The Article 29 Data Protection Working Party draft opinion appears to be to define the relationship between cloud service clients and cloud service providers in terms of the European Union’s legal definitions of data controller and data processor as defined in Directive 95/46/EC. According to that Directive, a data controller is “the natural or legal person, public authority, agency or any other body that alone or jointly with others determines the purposes and means of the processing of personal data.” The Directive defines a data processor as “the natural or legal person, public authority, agency or any other body that alone or jointly with others, processes personal data on behalf of the controller.”
The Article 29 Data Protection Working Party Stakes Its Claim
The key “stake in the ground” that this Article 29 Data Protection Working Party makes is that the cloud service client should be legally considered to be the “data controller” and that the cloud service provider should be legally considered to be the data processor. The opinion sums it up like this:
“The client as the controller must accept responsibility for abiding by data protection legislation and is subject to all the legal obligations mentioned in Directive 95/46/EC and 2002/58/EC, where applicable, in particular vis-à-vis data subjects (see 3.3.1). The client should select a cloud provider that guarantees compliance with EU data protection legislation as reflected by the appropriate contractual safeguards”
While this “buyer beware” approach to defining the relationship between the cloud service client and cloud service provider seems almost like stating the obvious, I suspect it has large implications on the ability for cloud service providers to set up shop in European Union member countries. If the Article 29 Data Protection Working Party opinion is adopted and enacted into appropriate directives by the European Commission, this principle provides a certain amount of legal certainty about their obligations and relationships.
Not that the cloud service providers are off the hook in terms of security and privacy responsibilities. For one thing, the Article 29 Data Protection Working Party opinion makes it clear that there are cases where data and information generated while providing services for a client may be considered to be data controlled by the cloud service provider. Off the top of my head things like customer demographic data and usage statistics data come to mind.
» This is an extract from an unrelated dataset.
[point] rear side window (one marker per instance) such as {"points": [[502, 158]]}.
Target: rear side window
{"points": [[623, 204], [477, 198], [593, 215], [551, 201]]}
For these types of data that the cloud service provider collects and uses, it would be considered to be the data controller for that data.
But more to the point, the Article 29 Data Protection Working Party opinion explicitly calls for the cloud service providers to provide all the necessary transparency about their operations and security controls to enable the clients to ensure they are complying with their responsibilities per Directive 95/46/EC:
A key conclusion of this Opinion is that businesses and administrations wishing to use cloud computing should conduct, as a first step, a comprehensive and thorough risk analysis. All cloud providers offering services in the EEA should provide the cloud client with all the information necessary to rightly assess the pros and cons of adopting such a service. Security, transparency and legal certainty for the clients should be key drivers behind the offer of cloud computing services.
It sounds like a very weak opinion, like an exercise in spending 27 pages of legal text to say “caveat emptor.” But sometimes the most obvious stakes in the ground are the most important.